石坂: ありがとうございます。なお、肉体的暴力、精神的暴力、性的暴力によって、他者の尊厳を侵す人や差別的振る舞いをする人の動機は様々ですが、そうした中に、接する機会があまりなくて、よく分からないから怖い、大変な状況にあることを知らないなどの知識や経験の不足、差別をつまびらかにすることを嫌う寝た子を起こすな論、底上げをすることで全ての人の不具合に対応ができるようになることに気づけぬまま、自分も様々なことでしんどかったり我慢をしているのにあの人たちだけがずるいという意識を持ってしまっている場合があります。他者の尊厳を侵す人や差別的振る舞いをする人の中には、肉体的暴力、精神的暴力、性的暴力をその人自身が受けた経験がある人や、貧困や差別格差などの生きづらさをその人自身が抱えている場合も少なくありません。ユニバーサルデザイン推進や啓発において、誰かの生きづらさを解消することが、みんなの、そして、あなたの生きづらさを解消することにつながっていくというメッセージを発していくことも必要であると考えますが、いかがでしょうか。
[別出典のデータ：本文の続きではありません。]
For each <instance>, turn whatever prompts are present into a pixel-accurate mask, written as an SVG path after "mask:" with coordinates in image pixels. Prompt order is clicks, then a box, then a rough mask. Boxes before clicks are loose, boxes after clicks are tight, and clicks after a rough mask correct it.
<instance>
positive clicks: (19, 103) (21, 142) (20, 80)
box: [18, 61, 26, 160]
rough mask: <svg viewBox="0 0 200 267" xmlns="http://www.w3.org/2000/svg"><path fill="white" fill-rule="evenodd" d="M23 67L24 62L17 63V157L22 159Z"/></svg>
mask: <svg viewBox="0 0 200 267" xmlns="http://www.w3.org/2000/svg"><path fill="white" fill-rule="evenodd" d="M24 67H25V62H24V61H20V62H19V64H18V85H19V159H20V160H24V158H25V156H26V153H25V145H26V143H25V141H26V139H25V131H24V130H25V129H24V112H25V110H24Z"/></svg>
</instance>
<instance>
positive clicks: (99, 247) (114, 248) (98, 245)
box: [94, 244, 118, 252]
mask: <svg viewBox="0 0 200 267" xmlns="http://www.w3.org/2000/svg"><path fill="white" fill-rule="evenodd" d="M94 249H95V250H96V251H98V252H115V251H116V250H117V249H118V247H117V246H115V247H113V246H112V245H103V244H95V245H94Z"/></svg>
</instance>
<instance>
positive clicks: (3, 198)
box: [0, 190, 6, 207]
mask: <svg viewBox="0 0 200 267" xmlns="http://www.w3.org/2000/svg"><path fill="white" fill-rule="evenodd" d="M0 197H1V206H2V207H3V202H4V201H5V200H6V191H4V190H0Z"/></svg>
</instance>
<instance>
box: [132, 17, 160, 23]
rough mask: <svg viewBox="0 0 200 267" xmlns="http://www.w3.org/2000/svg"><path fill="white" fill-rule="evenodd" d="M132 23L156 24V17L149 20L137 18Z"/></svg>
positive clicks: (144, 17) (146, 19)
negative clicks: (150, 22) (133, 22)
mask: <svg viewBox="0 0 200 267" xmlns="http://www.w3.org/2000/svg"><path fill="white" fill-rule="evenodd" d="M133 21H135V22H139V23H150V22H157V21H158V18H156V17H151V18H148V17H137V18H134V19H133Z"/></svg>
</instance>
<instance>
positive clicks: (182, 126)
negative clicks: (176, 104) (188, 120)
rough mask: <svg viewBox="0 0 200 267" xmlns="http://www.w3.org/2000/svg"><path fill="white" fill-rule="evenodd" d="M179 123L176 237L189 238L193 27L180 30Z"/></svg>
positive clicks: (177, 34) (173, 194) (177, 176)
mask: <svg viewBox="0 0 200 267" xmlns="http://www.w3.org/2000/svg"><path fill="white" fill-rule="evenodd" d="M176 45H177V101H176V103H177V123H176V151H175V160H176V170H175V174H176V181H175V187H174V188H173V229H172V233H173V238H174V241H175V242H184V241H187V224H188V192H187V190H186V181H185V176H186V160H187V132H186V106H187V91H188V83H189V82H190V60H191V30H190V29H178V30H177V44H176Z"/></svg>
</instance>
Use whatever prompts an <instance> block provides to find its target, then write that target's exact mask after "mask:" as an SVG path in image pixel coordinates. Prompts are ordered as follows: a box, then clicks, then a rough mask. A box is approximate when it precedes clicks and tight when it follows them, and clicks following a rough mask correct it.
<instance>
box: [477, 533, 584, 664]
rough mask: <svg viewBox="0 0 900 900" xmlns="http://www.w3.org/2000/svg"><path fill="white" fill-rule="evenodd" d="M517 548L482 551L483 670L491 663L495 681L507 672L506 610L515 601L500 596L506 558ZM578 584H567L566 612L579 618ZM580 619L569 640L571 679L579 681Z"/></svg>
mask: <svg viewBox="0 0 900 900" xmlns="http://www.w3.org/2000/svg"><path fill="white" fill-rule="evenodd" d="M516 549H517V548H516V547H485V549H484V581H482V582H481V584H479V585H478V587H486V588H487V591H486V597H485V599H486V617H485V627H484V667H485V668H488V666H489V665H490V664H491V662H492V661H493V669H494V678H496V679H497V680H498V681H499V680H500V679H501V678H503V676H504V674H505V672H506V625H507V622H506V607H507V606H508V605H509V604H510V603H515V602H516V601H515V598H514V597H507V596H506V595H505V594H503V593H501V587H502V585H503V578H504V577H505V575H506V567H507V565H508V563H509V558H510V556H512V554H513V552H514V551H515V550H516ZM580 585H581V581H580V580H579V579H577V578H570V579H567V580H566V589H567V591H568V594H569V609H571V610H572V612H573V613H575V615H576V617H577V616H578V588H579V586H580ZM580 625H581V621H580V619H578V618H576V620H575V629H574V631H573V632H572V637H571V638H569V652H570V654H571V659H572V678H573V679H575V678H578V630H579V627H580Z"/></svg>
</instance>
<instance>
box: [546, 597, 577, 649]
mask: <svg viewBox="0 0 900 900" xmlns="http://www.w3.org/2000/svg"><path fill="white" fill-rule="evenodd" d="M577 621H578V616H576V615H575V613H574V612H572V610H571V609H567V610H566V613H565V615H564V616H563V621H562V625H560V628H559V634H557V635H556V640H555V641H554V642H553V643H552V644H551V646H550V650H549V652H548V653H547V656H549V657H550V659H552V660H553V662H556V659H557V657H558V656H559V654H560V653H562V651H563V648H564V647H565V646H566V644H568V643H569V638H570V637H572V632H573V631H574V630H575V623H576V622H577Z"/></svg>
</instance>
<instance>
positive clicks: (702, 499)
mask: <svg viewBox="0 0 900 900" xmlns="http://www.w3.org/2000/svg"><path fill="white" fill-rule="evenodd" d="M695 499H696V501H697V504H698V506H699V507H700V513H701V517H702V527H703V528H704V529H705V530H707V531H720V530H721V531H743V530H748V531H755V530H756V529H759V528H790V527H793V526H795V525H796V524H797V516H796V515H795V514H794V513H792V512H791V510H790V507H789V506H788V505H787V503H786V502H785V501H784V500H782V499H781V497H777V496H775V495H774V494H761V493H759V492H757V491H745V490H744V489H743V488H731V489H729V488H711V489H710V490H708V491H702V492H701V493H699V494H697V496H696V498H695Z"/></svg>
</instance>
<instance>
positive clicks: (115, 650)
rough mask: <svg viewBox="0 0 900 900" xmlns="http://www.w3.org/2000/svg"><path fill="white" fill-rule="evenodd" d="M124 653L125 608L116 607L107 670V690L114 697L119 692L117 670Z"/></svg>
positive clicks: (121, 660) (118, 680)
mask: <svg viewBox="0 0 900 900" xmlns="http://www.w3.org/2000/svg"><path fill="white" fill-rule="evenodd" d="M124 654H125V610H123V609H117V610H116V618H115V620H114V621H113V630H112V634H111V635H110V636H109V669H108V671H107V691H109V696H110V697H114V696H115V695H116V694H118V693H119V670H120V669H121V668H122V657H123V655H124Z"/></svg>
企画課長: ユニバーサルデザインは誰もが暮らしやすいまちをつくる上で大切な考え方と認識してございます。条例の趣旨を広く周知するため、より効果的な啓発を行っていきたいと考えてございます。

(★… ヘイト=無知+不安 という構図があると言われています。 時間はかかるけれども、すべての人の不安と孤立をなくしていくことが、負の連鎖をなくしていくことにつながっていくと思っています。 )


# by wishizaka | 2020-02-28 18:40 | 議会内の活動(質問など) | Trackback

R2年度第1回定例会 質問総括質疑(2)障がい児者や家族について

219日に行った本定例会における一般質問の内容です。

私の手元の質問原稿と、行政側からの答弁(回答)の走り書きです。

また、実際はすべての質問を言い終えた後、全ての回答をもらう形で実際の質問はなされていますが、

分かりやすいように、一問一答式に近い形で整理して掲載しています。

実際の内容と異なる場合があります。

正確な内容は1~2か月後にホームページ等で公開される会議録をご参照ください。

 なお、★…… で書いている部分は、現段階での私の補足説明や気づいた点などです 】

(2)障がい児・者及びその家族の尊厳と活動・参加の保障について

石坂:障がいをめぐっては、2001年の世界保健機関、WHOのICF、国際生活機能分類において、感覚器や手足、内臓、精神の働きや行動などの心身の機能、構造や、身の回りの行為や家事、スポーツや作業、読書や遊びなどの活動、社会や家庭や職場や友人関係の中での役割を果たしたり楽しむなどの参加といった3項目から構成される生活機能は、健康状態だけではなく、環境因子と個人因子とが密接に関わっているとされています。この環境因子には、物理的な環境だけではなく、周囲の人的、社会的、制度的な環境も含まれます。また、個人因子とは、個人の人生や生活の背景に基づくその人の特徴とされ、生得的な要素もあれば、後天的な自己肯定感などの要素も左右しています。人的、社会的、制度的な環境因子を改善することや、生育環境を含めた個人因子を改善することが重要であると考えますが、いかがでしょうか。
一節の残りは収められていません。